OPEC has sufficient spare oil capacity to offset a complete loss of Iranian oil supplies if Israel targets Iranian facilities. However, the group may struggle to manage the situation if Iran retaliates against other Gulf nations’ installations. Recent tensions escalated when Iran launched missile strikes against Israel in response to Israeli airstrikes, prompting concerns about potential broader disruptions to oil supply.
Iran, an OPEC member, produces approximately 3.2 million barrels per day (bpd), accounting for about 3% of global output. Despite U.S. sanctions, Iranian oil exports have surged to nearly 1.7 million bpd this year, primarily driven by demand from Chinese refiners, who do not recognize U.S. sanctions.
Analysts suggest that while OPEC+ has enough spare capacity to theoretically compensate for the loss of Iranian production, much of this capacity is in the vulnerable Gulf region. Current OPEC+ production cuts total 5.86 million bpd, with Saudi Arabia and the UAE capable of increasing output significantly if needed.
During a recent meeting, OPEC+ did not address the Israeli-Iranian conflict directly but expressed hopes for non-escalation.

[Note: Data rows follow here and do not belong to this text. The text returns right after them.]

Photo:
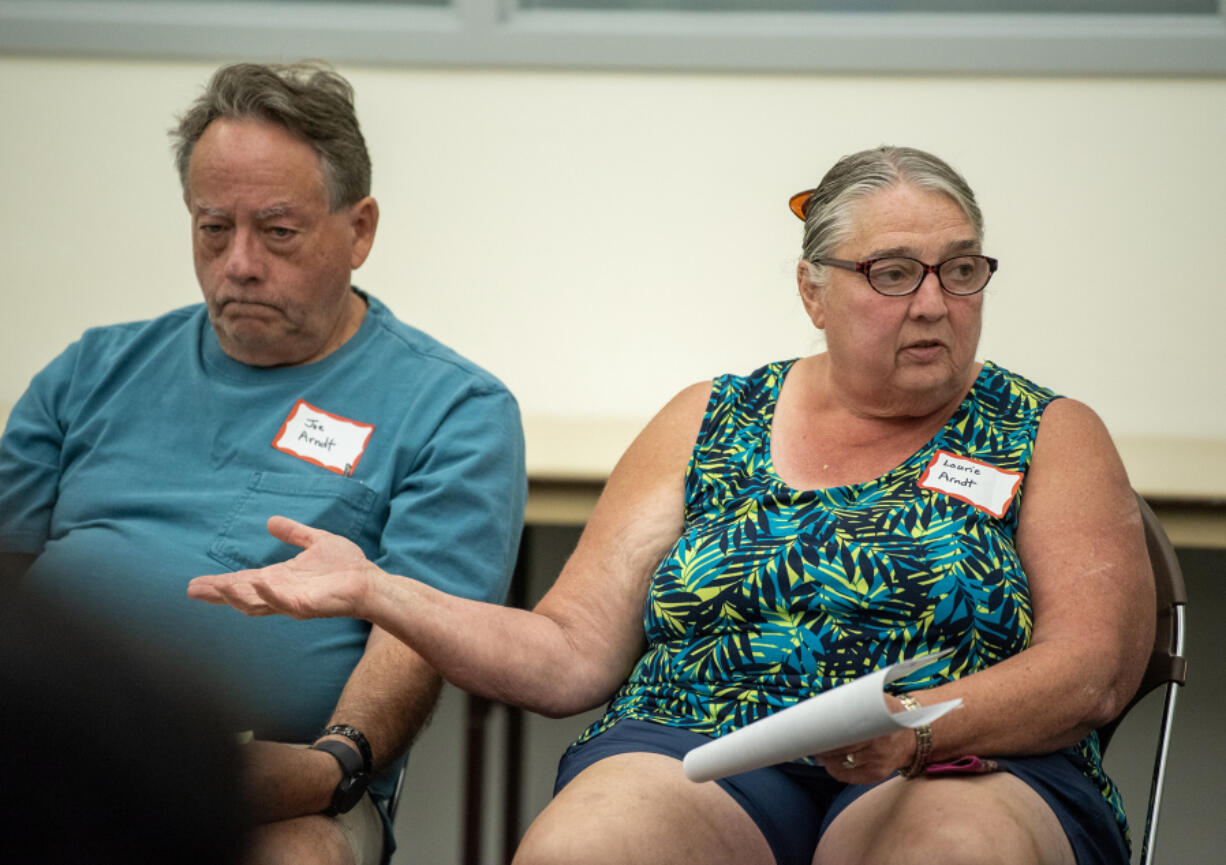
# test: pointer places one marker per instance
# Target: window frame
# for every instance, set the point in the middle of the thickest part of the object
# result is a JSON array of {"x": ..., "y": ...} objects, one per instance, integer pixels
[{"x": 498, "y": 33}]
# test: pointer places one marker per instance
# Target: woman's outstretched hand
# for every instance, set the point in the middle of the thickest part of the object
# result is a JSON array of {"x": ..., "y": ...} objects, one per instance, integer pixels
[{"x": 330, "y": 577}]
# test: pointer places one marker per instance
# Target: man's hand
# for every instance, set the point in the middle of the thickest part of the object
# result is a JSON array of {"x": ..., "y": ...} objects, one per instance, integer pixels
[{"x": 330, "y": 577}]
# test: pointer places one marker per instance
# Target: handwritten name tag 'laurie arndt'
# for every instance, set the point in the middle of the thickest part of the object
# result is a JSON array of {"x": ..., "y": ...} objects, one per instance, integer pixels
[
  {"x": 324, "y": 439},
  {"x": 976, "y": 483}
]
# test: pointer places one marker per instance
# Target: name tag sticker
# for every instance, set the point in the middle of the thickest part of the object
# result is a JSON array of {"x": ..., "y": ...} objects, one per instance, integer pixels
[
  {"x": 976, "y": 483},
  {"x": 324, "y": 439}
]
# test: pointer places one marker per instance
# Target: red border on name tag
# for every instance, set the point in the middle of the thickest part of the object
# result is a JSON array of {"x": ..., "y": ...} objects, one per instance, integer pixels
[
  {"x": 293, "y": 411},
  {"x": 1008, "y": 501}
]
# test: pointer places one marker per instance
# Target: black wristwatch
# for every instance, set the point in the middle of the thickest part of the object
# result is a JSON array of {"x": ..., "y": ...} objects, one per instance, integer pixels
[{"x": 354, "y": 776}]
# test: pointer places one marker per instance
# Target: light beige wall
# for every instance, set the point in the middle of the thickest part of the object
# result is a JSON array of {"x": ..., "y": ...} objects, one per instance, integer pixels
[{"x": 602, "y": 239}]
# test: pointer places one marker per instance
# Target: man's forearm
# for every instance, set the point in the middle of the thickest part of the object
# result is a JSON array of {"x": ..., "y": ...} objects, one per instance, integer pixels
[{"x": 389, "y": 696}]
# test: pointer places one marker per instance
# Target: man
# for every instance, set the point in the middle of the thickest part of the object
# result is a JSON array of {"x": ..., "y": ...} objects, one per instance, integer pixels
[{"x": 150, "y": 452}]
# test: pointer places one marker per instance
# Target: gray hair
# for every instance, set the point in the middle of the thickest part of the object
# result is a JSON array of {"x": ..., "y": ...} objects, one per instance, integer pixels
[
  {"x": 828, "y": 211},
  {"x": 307, "y": 98}
]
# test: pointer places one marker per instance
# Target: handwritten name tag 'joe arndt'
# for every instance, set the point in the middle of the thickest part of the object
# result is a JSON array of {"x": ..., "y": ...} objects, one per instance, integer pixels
[
  {"x": 321, "y": 438},
  {"x": 976, "y": 483}
]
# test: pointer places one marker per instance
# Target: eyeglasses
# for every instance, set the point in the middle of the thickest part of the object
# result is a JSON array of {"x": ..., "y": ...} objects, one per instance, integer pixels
[{"x": 896, "y": 276}]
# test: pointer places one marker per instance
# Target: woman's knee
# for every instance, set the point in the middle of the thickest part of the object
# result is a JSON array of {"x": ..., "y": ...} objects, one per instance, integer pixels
[{"x": 963, "y": 822}]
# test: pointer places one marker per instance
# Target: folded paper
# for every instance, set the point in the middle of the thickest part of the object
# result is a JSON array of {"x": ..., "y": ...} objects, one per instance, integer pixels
[{"x": 839, "y": 718}]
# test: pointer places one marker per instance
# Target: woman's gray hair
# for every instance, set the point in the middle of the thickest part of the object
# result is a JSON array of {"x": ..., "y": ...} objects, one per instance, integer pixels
[
  {"x": 307, "y": 98},
  {"x": 828, "y": 211}
]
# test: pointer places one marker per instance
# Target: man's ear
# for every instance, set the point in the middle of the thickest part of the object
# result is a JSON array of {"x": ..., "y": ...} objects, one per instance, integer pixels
[
  {"x": 812, "y": 293},
  {"x": 363, "y": 222}
]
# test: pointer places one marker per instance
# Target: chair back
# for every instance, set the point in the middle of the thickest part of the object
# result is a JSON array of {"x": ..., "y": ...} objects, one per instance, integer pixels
[{"x": 1166, "y": 664}]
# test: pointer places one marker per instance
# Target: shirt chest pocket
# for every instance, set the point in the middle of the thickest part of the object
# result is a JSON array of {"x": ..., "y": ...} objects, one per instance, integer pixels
[{"x": 334, "y": 504}]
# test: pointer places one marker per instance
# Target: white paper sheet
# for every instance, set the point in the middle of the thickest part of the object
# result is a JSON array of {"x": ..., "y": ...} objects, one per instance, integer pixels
[{"x": 849, "y": 714}]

The potential for Iran to target energy operations in the region, similar to past conflicts, raises concerns about broader supply disruptions.
Oil prices have remained relatively stable, ranging between $70 and $90 per barrel, partly due to increased U.S. production, which helps mitigate supply shocks. However, a significant escalation in the Middle East could lead to price hikes, impacting fuel costs and potentially affecting political dynamics in the U.S., particularly for Vice President Kamala Harris in the upcoming election against Donald Trump.